In a nice touch for its anniversary concert, Cantus invited 10 alumni singers to join them in several of the numbers. Three renowned choral conductors, all of whom have been mentors, also participated: Dale Warland; Anton Armstrong, conductor of the St. Olaf Choir; and Weston Noble, former director of the Nordic Choir at Luther College in Decorah, Iowa.

Cantus is so engaging that it's easy to forget how large their accomplishment has been. Originating as four students at St. Olaf, the group, along with Chanticleer, is one of only two full-time professional choruses in the country (not counting a few opera choruses). They have developed a large and loyal Twin Cities following, too, as was clear in the warm response the group received Friday night.

They manage to entertain while presenting music of real depth.

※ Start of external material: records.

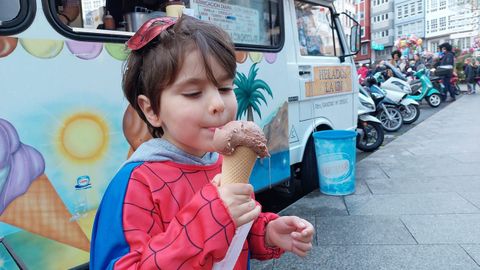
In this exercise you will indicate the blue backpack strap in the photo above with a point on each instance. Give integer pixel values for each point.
(108, 240)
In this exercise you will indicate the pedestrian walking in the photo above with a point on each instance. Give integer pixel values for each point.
(446, 64)
(470, 75)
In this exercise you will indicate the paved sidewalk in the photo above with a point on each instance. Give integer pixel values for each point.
(416, 206)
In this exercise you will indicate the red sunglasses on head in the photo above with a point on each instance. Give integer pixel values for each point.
(148, 31)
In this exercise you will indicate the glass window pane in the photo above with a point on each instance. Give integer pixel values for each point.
(253, 22)
(9, 10)
(315, 32)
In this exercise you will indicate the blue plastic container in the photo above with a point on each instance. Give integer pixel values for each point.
(335, 151)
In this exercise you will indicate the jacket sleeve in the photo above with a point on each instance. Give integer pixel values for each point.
(256, 239)
(198, 235)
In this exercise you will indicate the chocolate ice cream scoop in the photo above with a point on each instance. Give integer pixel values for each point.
(240, 133)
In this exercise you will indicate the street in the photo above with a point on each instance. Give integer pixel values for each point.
(276, 199)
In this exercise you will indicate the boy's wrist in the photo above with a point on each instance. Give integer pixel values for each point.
(268, 242)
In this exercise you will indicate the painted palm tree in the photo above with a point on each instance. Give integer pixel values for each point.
(249, 94)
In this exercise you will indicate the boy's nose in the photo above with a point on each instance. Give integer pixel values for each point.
(216, 103)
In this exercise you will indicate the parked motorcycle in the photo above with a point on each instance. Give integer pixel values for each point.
(386, 109)
(398, 82)
(427, 92)
(370, 134)
(409, 108)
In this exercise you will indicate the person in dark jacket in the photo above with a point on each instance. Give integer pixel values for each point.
(448, 59)
(470, 74)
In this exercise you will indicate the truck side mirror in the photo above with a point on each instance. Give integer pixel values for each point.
(355, 39)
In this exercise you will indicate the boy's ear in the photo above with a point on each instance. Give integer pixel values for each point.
(146, 107)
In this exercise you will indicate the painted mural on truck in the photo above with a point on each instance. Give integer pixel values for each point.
(60, 145)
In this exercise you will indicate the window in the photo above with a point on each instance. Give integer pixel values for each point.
(443, 24)
(364, 49)
(434, 25)
(316, 34)
(16, 15)
(252, 24)
(443, 5)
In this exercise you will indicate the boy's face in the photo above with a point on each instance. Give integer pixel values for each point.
(193, 107)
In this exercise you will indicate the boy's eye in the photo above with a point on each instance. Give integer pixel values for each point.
(192, 94)
(225, 89)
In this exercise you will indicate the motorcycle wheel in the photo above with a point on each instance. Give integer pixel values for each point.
(373, 136)
(411, 117)
(391, 125)
(457, 89)
(434, 100)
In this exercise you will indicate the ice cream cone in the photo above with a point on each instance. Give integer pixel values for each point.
(41, 211)
(237, 167)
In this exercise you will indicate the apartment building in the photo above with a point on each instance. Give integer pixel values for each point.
(454, 21)
(382, 29)
(363, 18)
(409, 18)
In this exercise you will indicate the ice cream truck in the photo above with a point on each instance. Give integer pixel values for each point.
(65, 127)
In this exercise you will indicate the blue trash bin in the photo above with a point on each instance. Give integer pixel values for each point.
(335, 152)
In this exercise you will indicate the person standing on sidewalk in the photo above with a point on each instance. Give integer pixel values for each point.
(470, 74)
(447, 61)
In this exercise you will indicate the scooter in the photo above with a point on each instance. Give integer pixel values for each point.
(397, 82)
(386, 109)
(409, 108)
(427, 92)
(370, 134)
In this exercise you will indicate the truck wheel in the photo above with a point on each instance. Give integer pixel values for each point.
(308, 168)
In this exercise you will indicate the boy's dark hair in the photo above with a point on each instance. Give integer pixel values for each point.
(397, 52)
(154, 67)
(446, 45)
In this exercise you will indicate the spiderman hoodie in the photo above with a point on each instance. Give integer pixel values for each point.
(161, 211)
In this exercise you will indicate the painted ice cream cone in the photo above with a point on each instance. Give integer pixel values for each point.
(240, 142)
(41, 211)
(27, 198)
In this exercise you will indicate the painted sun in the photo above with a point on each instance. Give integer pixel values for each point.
(83, 137)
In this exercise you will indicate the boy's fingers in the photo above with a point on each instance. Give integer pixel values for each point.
(216, 180)
(249, 216)
(302, 246)
(299, 252)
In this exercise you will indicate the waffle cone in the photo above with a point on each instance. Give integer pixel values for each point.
(41, 211)
(237, 167)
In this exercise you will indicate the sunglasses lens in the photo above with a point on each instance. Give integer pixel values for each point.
(148, 31)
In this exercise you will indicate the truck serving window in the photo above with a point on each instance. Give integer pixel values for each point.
(16, 15)
(254, 24)
(316, 31)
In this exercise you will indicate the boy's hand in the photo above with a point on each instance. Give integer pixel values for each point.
(291, 234)
(238, 199)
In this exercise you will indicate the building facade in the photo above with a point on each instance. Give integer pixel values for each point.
(409, 18)
(454, 21)
(382, 29)
(363, 18)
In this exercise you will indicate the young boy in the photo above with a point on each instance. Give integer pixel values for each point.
(161, 210)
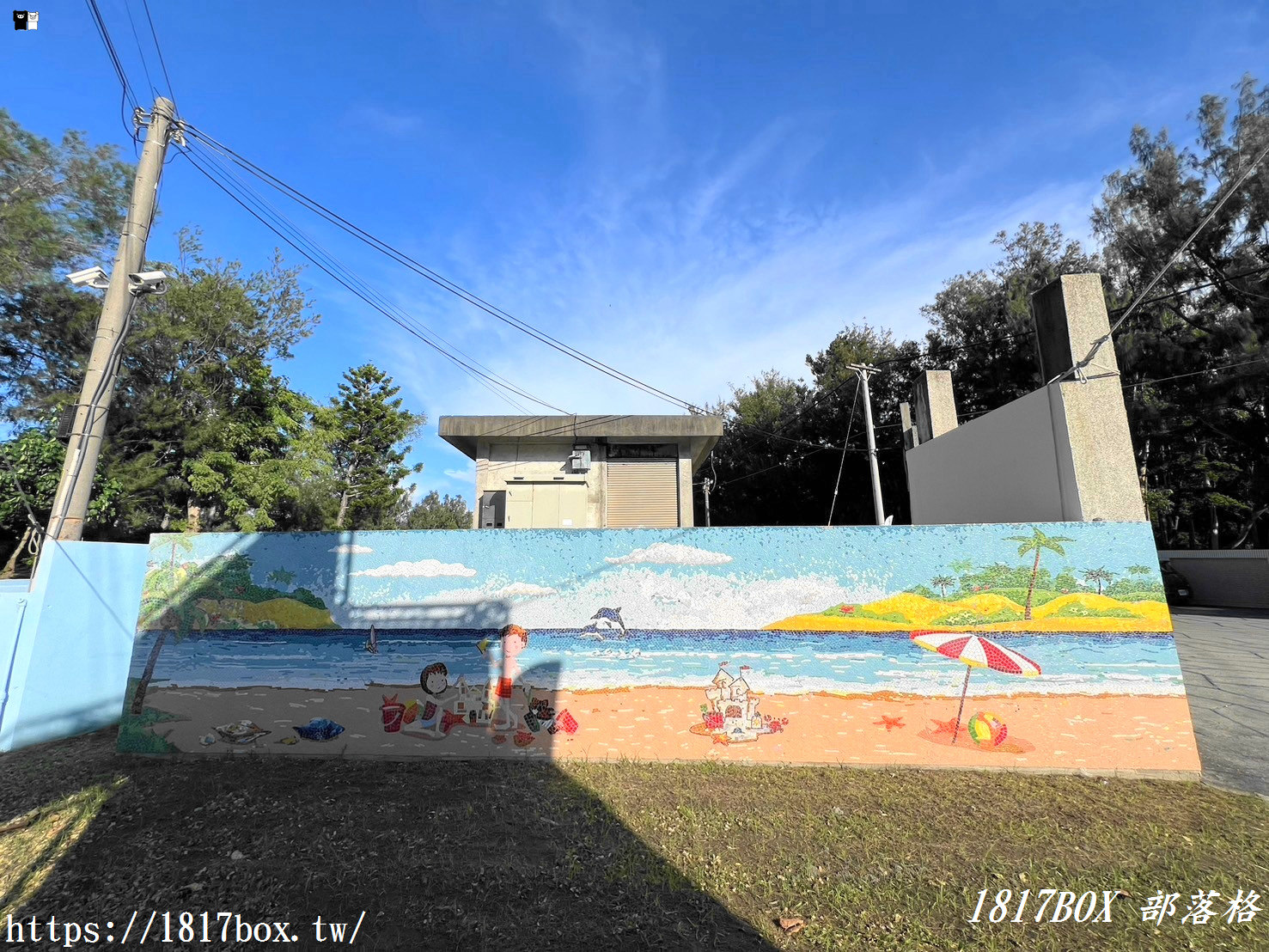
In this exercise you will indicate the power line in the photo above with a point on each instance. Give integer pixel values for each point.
(1077, 369)
(330, 265)
(441, 281)
(172, 93)
(837, 484)
(136, 37)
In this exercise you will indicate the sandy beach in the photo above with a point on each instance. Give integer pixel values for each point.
(1108, 733)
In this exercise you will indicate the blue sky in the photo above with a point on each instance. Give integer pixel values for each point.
(689, 192)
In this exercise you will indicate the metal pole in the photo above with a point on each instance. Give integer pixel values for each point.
(75, 489)
(878, 510)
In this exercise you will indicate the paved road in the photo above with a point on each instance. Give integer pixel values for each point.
(1225, 659)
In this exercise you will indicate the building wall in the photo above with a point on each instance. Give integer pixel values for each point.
(1225, 577)
(1003, 466)
(781, 645)
(504, 465)
(66, 644)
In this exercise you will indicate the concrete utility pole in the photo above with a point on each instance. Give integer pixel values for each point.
(75, 489)
(863, 371)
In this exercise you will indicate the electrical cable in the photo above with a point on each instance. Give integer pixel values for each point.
(470, 297)
(841, 465)
(1077, 369)
(172, 92)
(348, 279)
(317, 254)
(333, 268)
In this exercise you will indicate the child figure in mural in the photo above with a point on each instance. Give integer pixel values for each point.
(436, 711)
(514, 640)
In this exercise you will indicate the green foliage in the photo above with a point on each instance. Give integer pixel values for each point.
(369, 430)
(436, 513)
(63, 204)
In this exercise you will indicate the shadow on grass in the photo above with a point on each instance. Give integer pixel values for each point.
(438, 853)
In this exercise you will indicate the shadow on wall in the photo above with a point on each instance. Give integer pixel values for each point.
(436, 852)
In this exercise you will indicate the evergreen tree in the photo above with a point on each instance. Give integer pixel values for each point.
(369, 430)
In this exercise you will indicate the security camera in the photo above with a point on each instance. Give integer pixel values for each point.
(148, 284)
(90, 278)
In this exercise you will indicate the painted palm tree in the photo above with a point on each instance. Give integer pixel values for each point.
(1098, 575)
(169, 601)
(1037, 542)
(281, 577)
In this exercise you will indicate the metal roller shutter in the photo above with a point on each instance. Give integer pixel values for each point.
(643, 492)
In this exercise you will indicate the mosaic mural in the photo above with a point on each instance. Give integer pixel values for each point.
(1023, 646)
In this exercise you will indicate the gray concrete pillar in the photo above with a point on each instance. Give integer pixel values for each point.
(1070, 318)
(933, 404)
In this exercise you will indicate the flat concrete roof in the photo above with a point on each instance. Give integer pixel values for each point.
(463, 432)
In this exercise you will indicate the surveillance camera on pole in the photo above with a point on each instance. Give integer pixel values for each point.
(148, 284)
(122, 291)
(92, 277)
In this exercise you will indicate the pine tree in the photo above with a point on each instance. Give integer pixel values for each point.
(369, 430)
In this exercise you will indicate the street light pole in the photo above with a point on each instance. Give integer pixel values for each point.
(864, 371)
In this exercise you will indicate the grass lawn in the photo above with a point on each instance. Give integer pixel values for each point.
(617, 856)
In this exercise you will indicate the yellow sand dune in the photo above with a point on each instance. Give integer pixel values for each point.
(984, 603)
(284, 612)
(918, 609)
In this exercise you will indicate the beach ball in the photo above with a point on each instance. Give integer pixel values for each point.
(987, 729)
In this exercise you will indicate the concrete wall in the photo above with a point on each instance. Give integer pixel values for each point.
(779, 645)
(1225, 577)
(65, 645)
(1051, 455)
(1003, 466)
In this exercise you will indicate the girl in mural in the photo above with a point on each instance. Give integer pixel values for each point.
(514, 641)
(436, 716)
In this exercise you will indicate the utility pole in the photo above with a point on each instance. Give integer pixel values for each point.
(863, 371)
(75, 489)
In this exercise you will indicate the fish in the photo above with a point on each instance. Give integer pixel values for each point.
(240, 733)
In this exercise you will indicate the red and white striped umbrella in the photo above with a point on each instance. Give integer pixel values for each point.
(975, 651)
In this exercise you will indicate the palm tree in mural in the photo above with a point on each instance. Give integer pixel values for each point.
(1098, 575)
(1037, 542)
(169, 601)
(281, 577)
(961, 566)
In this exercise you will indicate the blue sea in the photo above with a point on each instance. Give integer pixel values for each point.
(784, 662)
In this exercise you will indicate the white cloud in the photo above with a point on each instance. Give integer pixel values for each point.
(670, 553)
(523, 589)
(423, 569)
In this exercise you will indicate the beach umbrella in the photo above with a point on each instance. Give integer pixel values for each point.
(975, 651)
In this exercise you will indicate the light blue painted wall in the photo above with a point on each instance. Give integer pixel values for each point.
(65, 645)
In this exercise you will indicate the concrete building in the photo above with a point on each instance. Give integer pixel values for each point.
(1062, 452)
(616, 471)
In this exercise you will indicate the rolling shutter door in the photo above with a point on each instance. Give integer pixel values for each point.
(643, 492)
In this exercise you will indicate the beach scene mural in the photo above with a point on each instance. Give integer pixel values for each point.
(1031, 646)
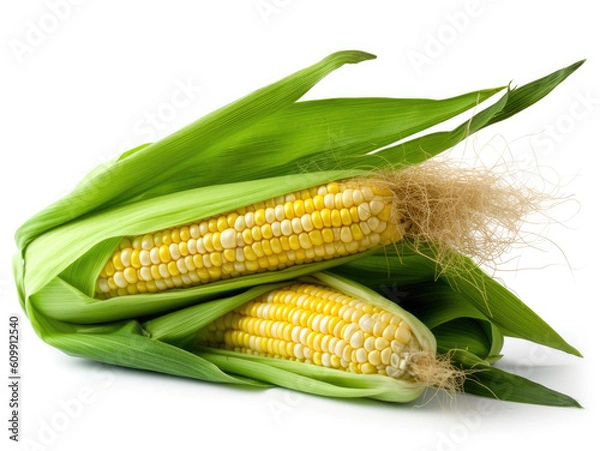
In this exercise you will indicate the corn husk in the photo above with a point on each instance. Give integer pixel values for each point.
(263, 145)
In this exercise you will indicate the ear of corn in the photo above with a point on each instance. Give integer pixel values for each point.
(198, 173)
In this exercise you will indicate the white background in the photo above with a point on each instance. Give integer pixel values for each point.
(78, 84)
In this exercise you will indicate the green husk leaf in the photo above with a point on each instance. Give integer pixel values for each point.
(491, 382)
(384, 269)
(263, 145)
(127, 344)
(143, 168)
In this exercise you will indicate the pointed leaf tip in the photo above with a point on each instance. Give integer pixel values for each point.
(351, 56)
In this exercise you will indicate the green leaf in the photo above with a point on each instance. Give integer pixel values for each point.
(384, 270)
(491, 382)
(143, 168)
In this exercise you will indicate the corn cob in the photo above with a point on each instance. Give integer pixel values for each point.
(316, 324)
(320, 223)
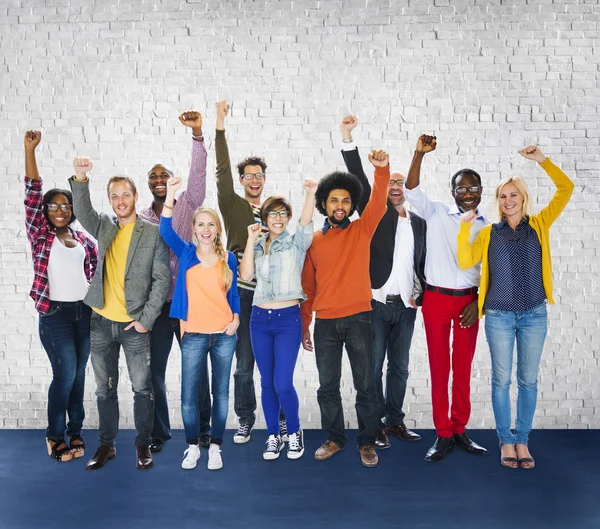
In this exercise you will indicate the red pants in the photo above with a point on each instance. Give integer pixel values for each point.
(441, 313)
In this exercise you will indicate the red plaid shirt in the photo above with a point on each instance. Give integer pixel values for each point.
(41, 236)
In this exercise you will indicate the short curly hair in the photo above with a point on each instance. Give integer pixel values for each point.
(338, 180)
(251, 160)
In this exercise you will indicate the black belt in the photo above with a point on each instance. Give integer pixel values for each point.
(393, 299)
(452, 291)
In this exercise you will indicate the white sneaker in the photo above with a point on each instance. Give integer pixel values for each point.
(215, 461)
(273, 447)
(191, 457)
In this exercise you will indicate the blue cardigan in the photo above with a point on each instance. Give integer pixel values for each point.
(186, 254)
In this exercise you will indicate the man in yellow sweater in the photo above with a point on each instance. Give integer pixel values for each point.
(336, 280)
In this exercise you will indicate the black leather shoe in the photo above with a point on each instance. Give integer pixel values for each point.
(102, 455)
(402, 432)
(381, 440)
(144, 457)
(463, 440)
(440, 449)
(156, 446)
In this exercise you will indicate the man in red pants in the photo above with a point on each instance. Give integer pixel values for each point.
(449, 303)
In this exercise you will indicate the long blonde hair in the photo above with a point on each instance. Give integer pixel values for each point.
(218, 243)
(523, 188)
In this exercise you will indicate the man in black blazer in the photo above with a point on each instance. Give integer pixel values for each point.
(397, 269)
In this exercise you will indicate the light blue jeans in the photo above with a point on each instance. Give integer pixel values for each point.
(529, 329)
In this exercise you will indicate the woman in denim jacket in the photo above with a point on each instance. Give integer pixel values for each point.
(275, 324)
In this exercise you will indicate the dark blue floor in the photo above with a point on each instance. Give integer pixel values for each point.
(463, 491)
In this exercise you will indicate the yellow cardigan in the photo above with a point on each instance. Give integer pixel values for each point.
(469, 255)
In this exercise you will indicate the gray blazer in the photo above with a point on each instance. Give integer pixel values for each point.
(147, 272)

Even their experiments are fun, adding a jazz line, for instance, on vibraphone by the skillful David Hagedorn, to a ninth-century chant as the program's curtain raiser, or enhancing the drama of Gordon Lightfoot's "The Wreck of the Edmund Fitzgerald" with cello (Laura Sewell) and guitar (Albert Jordan), and Tim Takach taking the solo vocal. Near the end, Jordan proved to be a master of gospel melisma in Takach's finger-snapping chart of Smoky Robinson's classic "Who's Loving You," an early Michael Jackson hit. The closer was Franz Biebl's gentle, caressing "Ave Maria," immaculately sung. One expects that Cantus will sing its 20th-anniversary concert just as elegantly.